Effects of aging, baseline renal function and stage of HIV infection on post-treatment changes in renal function among HIV-infected patients: A retrospective cohort study
HIV Medicine Jul 11, 2019
Ding Y, et al. - Given an increase in clinical uncertainty about changes in renal function in correlation to the use of combination antiretroviral therapy (cART), researchers investigated how aging, baseline renal impairment, and stages of HIV infection influence post-treatment changes in renal function. Analysis of 5533 HIV-infected patients on cART was done.
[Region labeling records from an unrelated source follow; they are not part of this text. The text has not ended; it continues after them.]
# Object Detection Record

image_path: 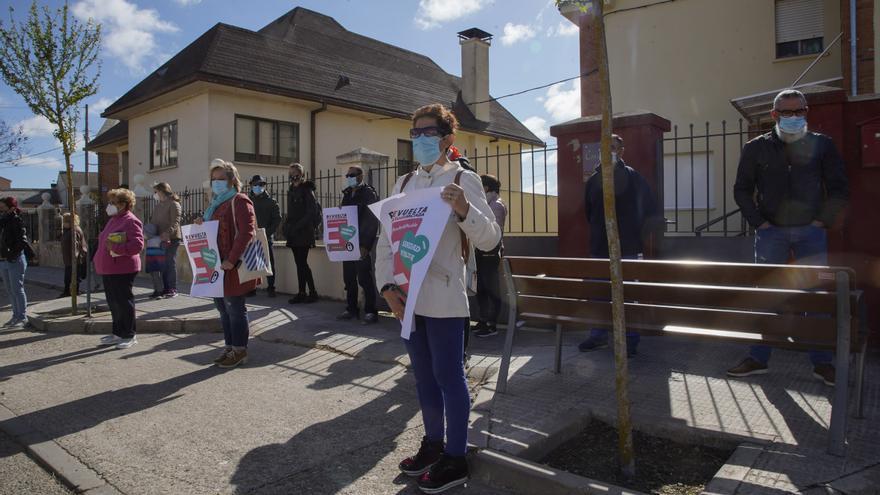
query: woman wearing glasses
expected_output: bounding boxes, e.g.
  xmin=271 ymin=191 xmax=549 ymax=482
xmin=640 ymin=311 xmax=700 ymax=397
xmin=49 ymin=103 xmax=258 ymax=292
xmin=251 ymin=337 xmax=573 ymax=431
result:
xmin=376 ymin=104 xmax=501 ymax=493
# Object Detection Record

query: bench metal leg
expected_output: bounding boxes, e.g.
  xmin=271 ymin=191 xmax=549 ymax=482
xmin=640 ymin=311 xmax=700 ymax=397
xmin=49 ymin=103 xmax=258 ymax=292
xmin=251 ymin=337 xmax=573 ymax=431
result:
xmin=855 ymin=335 xmax=868 ymax=419
xmin=828 ymin=271 xmax=850 ymax=457
xmin=553 ymin=323 xmax=562 ymax=375
xmin=497 ymin=259 xmax=517 ymax=394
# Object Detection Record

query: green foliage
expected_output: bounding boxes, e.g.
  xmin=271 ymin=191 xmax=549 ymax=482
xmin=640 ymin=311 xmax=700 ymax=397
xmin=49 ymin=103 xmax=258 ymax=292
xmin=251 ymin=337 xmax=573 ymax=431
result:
xmin=0 ymin=120 xmax=27 ymax=163
xmin=0 ymin=0 xmax=101 ymax=159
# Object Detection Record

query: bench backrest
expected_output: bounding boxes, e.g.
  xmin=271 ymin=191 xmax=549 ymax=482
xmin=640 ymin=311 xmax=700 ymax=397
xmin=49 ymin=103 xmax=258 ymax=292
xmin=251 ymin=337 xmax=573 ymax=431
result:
xmin=505 ymin=257 xmax=861 ymax=348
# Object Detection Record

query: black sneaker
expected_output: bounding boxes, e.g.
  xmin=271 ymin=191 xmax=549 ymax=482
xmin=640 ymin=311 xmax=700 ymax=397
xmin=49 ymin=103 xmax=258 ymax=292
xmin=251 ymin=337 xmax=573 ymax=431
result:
xmin=398 ymin=437 xmax=444 ymax=476
xmin=287 ymin=292 xmax=308 ymax=304
xmin=474 ymin=323 xmax=498 ymax=337
xmin=418 ymin=454 xmax=468 ymax=493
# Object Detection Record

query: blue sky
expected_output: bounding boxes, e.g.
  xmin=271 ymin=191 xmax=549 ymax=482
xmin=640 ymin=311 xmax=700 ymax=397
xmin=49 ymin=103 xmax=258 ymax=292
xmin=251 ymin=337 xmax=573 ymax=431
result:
xmin=0 ymin=0 xmax=579 ymax=191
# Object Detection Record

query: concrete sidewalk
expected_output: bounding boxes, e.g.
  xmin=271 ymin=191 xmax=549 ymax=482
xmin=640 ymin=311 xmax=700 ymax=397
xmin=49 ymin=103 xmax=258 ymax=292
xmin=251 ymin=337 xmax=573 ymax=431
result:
xmin=12 ymin=269 xmax=880 ymax=494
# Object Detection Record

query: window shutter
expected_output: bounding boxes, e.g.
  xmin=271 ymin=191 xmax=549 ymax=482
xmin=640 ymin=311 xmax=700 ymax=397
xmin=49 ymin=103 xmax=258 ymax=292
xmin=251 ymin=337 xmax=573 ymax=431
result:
xmin=776 ymin=0 xmax=825 ymax=43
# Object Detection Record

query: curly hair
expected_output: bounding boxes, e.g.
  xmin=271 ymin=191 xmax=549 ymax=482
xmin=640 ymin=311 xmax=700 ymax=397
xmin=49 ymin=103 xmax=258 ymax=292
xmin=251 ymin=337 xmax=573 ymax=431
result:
xmin=412 ymin=103 xmax=458 ymax=136
xmin=107 ymin=188 xmax=135 ymax=210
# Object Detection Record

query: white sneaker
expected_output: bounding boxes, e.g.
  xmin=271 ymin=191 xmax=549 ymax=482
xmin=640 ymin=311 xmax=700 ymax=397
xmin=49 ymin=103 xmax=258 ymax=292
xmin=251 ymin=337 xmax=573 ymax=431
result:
xmin=101 ymin=335 xmax=123 ymax=345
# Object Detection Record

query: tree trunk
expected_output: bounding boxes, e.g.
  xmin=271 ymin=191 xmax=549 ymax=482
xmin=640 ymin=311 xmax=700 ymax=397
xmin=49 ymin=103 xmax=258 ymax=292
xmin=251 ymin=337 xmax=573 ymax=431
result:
xmin=593 ymin=0 xmax=635 ymax=478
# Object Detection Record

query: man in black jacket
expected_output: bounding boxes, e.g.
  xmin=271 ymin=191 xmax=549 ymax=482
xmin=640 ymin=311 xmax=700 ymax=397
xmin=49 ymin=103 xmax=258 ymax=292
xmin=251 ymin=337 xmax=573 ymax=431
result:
xmin=338 ymin=166 xmax=379 ymax=325
xmin=727 ymin=90 xmax=849 ymax=385
xmin=249 ymin=175 xmax=281 ymax=297
xmin=578 ymin=134 xmax=659 ymax=356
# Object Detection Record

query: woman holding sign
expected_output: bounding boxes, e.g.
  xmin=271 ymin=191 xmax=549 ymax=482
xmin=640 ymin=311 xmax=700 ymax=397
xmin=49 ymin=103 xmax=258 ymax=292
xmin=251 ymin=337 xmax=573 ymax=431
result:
xmin=95 ymin=189 xmax=144 ymax=349
xmin=195 ymin=158 xmax=260 ymax=368
xmin=376 ymin=104 xmax=501 ymax=493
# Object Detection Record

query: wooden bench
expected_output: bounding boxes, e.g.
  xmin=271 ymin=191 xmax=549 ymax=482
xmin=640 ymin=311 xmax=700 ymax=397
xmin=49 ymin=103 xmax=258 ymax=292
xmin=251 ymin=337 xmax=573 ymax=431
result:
xmin=498 ymin=257 xmax=867 ymax=455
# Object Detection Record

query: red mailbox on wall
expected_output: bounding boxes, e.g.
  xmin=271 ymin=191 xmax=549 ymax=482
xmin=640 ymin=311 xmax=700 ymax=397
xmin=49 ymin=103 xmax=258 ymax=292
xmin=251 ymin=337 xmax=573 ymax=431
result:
xmin=859 ymin=118 xmax=880 ymax=168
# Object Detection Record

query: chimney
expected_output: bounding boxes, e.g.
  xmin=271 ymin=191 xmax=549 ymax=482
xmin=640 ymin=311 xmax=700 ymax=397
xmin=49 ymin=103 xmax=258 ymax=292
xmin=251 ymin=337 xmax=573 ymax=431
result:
xmin=458 ymin=28 xmax=492 ymax=122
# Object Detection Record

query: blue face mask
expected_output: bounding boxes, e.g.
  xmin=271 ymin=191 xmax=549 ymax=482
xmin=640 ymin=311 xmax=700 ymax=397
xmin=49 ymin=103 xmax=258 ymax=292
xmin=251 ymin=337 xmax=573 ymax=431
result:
xmin=211 ymin=180 xmax=229 ymax=196
xmin=413 ymin=136 xmax=440 ymax=167
xmin=779 ymin=117 xmax=807 ymax=134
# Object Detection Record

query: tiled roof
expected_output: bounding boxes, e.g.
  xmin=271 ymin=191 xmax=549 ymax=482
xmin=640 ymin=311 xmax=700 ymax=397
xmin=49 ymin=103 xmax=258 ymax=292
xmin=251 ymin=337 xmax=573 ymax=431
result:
xmin=103 ymin=7 xmax=543 ymax=145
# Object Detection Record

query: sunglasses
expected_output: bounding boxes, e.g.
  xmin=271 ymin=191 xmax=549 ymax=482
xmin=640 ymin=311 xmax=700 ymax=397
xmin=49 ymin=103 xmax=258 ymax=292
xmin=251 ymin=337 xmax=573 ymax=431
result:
xmin=776 ymin=108 xmax=807 ymax=117
xmin=409 ymin=125 xmax=448 ymax=139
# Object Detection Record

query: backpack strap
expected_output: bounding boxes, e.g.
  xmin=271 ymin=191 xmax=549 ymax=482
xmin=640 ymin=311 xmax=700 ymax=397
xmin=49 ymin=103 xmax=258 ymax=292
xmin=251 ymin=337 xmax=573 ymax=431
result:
xmin=454 ymin=170 xmax=471 ymax=265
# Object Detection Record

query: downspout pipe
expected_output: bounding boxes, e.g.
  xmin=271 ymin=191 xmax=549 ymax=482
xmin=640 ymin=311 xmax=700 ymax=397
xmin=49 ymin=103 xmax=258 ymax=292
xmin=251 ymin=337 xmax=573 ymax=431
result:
xmin=849 ymin=0 xmax=859 ymax=96
xmin=309 ymin=101 xmax=327 ymax=180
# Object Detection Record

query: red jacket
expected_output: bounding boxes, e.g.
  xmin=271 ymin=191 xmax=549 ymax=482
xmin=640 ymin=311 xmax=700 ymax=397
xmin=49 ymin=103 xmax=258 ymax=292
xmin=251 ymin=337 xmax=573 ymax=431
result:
xmin=211 ymin=193 xmax=260 ymax=296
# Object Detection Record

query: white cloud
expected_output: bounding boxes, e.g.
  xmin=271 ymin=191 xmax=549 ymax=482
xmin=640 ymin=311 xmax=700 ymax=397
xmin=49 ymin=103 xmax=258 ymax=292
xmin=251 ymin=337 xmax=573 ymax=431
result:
xmin=415 ymin=0 xmax=494 ymax=29
xmin=73 ymin=0 xmax=178 ymax=72
xmin=544 ymin=79 xmax=581 ymax=123
xmin=16 ymin=115 xmax=55 ymax=138
xmin=501 ymin=22 xmax=535 ymax=46
xmin=547 ymin=21 xmax=580 ymax=36
xmin=15 ymin=155 xmax=64 ymax=170
xmin=523 ymin=115 xmax=550 ymax=141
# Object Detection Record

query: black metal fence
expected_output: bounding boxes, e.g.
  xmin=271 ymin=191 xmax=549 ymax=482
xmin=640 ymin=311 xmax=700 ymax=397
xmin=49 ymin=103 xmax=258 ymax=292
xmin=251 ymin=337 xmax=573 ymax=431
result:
xmin=661 ymin=119 xmax=755 ymax=237
xmin=142 ymin=146 xmax=558 ymax=239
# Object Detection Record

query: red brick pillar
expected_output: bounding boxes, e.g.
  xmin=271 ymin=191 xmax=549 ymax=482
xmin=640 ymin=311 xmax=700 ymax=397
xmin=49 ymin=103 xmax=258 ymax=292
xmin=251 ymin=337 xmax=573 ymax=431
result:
xmin=550 ymin=112 xmax=670 ymax=258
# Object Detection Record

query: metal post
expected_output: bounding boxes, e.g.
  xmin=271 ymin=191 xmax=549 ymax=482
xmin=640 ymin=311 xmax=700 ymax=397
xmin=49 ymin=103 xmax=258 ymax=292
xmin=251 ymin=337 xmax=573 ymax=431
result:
xmin=84 ymin=105 xmax=91 ymax=318
xmin=828 ymin=271 xmax=851 ymax=457
xmin=498 ymin=259 xmax=516 ymax=394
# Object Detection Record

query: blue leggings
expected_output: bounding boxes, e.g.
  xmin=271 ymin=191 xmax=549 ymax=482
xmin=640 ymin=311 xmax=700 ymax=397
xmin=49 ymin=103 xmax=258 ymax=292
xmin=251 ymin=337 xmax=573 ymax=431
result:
xmin=404 ymin=316 xmax=471 ymax=457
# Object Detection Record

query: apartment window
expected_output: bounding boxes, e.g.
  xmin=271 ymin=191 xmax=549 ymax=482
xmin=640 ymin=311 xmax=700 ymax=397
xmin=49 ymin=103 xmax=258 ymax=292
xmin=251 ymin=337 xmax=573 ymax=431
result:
xmin=150 ymin=120 xmax=177 ymax=169
xmin=397 ymin=139 xmax=415 ymax=175
xmin=776 ymin=0 xmax=825 ymax=58
xmin=235 ymin=115 xmax=299 ymax=165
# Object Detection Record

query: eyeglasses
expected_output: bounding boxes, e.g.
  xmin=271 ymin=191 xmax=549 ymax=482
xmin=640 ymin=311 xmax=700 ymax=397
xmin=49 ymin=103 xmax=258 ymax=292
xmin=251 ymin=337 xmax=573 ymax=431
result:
xmin=409 ymin=125 xmax=443 ymax=139
xmin=774 ymin=108 xmax=807 ymax=117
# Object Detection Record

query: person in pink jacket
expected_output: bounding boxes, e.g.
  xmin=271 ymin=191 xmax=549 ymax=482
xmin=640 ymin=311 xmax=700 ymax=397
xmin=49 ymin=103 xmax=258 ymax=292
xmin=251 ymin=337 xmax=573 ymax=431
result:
xmin=95 ymin=189 xmax=144 ymax=349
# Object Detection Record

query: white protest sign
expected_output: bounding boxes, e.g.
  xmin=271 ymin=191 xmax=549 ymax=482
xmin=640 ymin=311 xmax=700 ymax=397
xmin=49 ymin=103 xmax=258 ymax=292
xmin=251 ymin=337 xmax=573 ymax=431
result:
xmin=324 ymin=206 xmax=361 ymax=261
xmin=181 ymin=220 xmax=223 ymax=297
xmin=370 ymin=187 xmax=452 ymax=339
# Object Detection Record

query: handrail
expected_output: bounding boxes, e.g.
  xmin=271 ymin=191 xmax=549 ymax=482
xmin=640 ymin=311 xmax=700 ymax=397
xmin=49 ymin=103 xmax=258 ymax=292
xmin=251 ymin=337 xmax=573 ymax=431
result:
xmin=694 ymin=208 xmax=740 ymax=237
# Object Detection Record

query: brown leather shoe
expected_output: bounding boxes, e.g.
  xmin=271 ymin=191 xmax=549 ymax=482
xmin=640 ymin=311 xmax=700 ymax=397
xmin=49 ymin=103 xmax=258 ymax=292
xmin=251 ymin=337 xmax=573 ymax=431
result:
xmin=813 ymin=363 xmax=835 ymax=387
xmin=727 ymin=357 xmax=767 ymax=378
xmin=217 ymin=349 xmax=247 ymax=368
xmin=214 ymin=347 xmax=230 ymax=364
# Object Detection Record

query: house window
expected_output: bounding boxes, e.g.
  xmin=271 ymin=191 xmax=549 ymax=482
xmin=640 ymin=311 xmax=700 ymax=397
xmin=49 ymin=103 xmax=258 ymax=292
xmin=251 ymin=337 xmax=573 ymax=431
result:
xmin=150 ymin=120 xmax=177 ymax=169
xmin=235 ymin=115 xmax=299 ymax=165
xmin=397 ymin=139 xmax=415 ymax=175
xmin=776 ymin=0 xmax=825 ymax=58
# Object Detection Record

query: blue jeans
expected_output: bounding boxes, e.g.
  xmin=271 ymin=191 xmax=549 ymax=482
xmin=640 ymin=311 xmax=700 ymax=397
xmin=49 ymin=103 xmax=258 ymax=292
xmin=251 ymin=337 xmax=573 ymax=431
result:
xmin=162 ymin=241 xmax=180 ymax=294
xmin=214 ymin=296 xmax=250 ymax=348
xmin=0 ymin=253 xmax=27 ymax=320
xmin=749 ymin=225 xmax=832 ymax=366
xmin=404 ymin=316 xmax=471 ymax=457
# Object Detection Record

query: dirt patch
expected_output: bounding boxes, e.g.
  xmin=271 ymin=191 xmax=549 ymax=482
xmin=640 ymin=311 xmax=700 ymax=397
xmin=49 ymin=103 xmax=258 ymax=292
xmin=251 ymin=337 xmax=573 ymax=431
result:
xmin=542 ymin=421 xmax=734 ymax=495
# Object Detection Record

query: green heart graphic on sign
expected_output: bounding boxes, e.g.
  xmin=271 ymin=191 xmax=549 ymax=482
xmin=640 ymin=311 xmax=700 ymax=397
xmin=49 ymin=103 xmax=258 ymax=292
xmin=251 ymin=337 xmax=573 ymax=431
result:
xmin=400 ymin=231 xmax=428 ymax=270
xmin=339 ymin=224 xmax=357 ymax=241
xmin=200 ymin=248 xmax=217 ymax=268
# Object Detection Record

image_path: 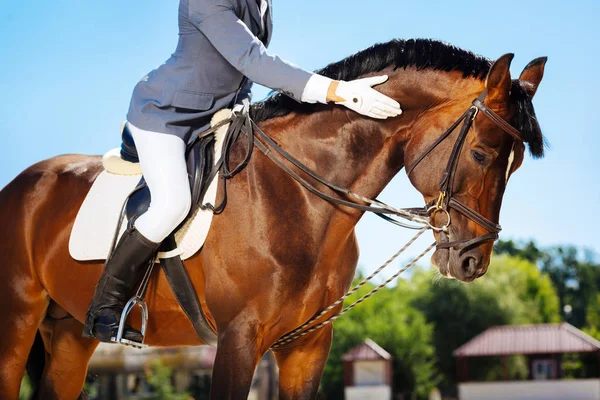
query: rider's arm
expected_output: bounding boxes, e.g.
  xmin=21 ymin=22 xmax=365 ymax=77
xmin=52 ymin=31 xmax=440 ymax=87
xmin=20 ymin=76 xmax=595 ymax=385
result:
xmin=189 ymin=0 xmax=313 ymax=100
xmin=189 ymin=0 xmax=401 ymax=118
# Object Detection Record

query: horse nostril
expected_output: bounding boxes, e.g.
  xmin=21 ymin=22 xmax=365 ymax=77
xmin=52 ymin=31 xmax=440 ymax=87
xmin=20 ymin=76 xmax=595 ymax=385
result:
xmin=462 ymin=256 xmax=477 ymax=277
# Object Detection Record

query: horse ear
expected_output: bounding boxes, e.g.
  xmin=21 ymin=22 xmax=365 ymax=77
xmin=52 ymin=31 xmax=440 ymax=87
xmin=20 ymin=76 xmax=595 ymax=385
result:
xmin=485 ymin=53 xmax=515 ymax=109
xmin=519 ymin=57 xmax=548 ymax=98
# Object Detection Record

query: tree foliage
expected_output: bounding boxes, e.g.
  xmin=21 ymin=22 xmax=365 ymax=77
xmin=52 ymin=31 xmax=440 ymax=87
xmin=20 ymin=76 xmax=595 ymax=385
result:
xmin=321 ymin=285 xmax=438 ymax=399
xmin=322 ymin=255 xmax=560 ymax=399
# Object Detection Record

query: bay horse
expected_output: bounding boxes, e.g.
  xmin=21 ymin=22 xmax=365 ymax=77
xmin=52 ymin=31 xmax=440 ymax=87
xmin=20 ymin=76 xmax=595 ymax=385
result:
xmin=0 ymin=39 xmax=546 ymax=400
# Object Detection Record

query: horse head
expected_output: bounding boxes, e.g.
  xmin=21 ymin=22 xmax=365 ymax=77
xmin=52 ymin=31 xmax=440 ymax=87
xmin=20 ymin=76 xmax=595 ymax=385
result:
xmin=404 ymin=54 xmax=546 ymax=282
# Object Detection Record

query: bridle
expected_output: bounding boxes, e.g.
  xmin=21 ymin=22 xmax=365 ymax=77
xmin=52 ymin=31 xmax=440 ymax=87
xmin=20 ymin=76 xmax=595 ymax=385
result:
xmin=195 ymin=87 xmax=523 ymax=348
xmin=197 ymin=91 xmax=523 ymax=253
xmin=406 ymin=91 xmax=523 ymax=254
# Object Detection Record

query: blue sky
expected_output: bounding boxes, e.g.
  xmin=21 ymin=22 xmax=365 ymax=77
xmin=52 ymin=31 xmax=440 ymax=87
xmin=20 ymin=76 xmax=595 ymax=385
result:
xmin=0 ymin=0 xmax=600 ymax=271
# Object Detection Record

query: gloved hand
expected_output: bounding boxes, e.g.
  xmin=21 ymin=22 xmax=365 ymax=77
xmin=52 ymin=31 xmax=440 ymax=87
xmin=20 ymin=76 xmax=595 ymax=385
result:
xmin=231 ymin=99 xmax=250 ymax=115
xmin=328 ymin=75 xmax=402 ymax=119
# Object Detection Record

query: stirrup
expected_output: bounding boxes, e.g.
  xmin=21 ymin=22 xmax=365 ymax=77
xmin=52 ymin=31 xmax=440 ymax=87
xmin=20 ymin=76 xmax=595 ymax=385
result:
xmin=110 ymin=295 xmax=148 ymax=349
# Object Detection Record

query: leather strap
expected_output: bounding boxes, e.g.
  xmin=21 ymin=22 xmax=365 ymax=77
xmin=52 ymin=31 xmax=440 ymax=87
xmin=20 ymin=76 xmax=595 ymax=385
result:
xmin=473 ymin=98 xmax=523 ymax=142
xmin=448 ymin=197 xmax=502 ymax=232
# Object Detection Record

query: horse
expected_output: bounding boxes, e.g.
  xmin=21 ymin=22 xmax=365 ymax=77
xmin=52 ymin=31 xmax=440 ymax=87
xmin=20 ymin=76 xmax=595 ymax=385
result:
xmin=0 ymin=39 xmax=546 ymax=399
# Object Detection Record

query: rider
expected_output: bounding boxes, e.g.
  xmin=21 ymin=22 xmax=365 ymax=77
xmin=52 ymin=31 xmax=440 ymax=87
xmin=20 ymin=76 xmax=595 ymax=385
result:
xmin=83 ymin=0 xmax=401 ymax=342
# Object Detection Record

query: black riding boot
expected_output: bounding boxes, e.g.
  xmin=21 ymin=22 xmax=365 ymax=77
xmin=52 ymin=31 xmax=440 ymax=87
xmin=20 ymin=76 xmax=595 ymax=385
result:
xmin=83 ymin=228 xmax=159 ymax=343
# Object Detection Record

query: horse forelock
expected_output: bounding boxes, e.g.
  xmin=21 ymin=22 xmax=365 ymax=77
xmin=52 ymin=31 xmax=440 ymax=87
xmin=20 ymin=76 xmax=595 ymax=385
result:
xmin=251 ymin=39 xmax=545 ymax=158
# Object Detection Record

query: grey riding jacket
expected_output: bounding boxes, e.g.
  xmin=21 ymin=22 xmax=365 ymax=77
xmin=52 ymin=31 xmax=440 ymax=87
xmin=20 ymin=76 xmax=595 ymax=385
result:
xmin=127 ymin=0 xmax=312 ymax=141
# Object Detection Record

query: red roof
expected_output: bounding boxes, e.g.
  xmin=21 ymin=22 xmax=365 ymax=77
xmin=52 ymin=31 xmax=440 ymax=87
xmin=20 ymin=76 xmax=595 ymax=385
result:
xmin=453 ymin=323 xmax=600 ymax=357
xmin=342 ymin=339 xmax=392 ymax=361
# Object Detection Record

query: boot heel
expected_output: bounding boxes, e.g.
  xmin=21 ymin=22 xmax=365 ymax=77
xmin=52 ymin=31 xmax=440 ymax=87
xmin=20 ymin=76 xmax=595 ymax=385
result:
xmin=110 ymin=295 xmax=148 ymax=349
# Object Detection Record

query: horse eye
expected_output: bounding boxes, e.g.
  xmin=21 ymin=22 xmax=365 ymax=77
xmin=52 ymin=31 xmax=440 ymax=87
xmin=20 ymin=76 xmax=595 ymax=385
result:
xmin=471 ymin=150 xmax=487 ymax=165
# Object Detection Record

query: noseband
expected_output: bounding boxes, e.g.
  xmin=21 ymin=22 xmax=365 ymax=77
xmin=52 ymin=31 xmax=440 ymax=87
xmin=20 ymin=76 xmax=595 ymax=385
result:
xmin=406 ymin=91 xmax=523 ymax=253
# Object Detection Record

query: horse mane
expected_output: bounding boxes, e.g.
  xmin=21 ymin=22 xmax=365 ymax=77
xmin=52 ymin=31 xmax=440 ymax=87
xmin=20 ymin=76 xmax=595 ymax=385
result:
xmin=250 ymin=39 xmax=545 ymax=158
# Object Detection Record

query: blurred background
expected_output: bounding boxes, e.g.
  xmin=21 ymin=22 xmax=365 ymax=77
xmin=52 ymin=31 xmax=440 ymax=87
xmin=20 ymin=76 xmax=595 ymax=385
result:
xmin=0 ymin=0 xmax=600 ymax=399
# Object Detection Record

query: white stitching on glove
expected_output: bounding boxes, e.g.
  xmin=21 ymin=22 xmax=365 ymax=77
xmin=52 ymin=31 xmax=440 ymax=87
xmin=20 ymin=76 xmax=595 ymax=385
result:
xmin=335 ymin=75 xmax=402 ymax=119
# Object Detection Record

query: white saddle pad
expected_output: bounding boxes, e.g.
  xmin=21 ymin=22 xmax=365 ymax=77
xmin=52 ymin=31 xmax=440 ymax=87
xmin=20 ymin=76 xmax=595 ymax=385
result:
xmin=69 ymin=110 xmax=231 ymax=261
Multivariable analysis revealed a significant positive baseline-estimated glomerular filtration rate (eGFR)-by-World Health Organization (WHO)-stage interaction effect on progression to chronic kidney disease (CKD) in all patients. this suggests a cross-over effect from a reduced risk to an increased risk. Patients with baseline normal renal function showed a significant negative baseline-age-by-WHO-stage interaction effect on progression to mild renal impairment, with adjusted hazard ratios progressively lower at older ages. Further, they noted significant correlations with older age, lower baseline eGFR, Dai ethnic minority, and anaemia for both outcomes, hyperglycaemia for CKD only, and higher CD4 count, tenofovir and ritonavir-boosted lopinavir use for mild renal impairment only. As per these findings, patients on cART show a complex pattern of renal function dynamics, which requires careful management with systematic monitoring of the interaction of the effects of sociodemographic, nephrological and HIV-specific clinical characteristics.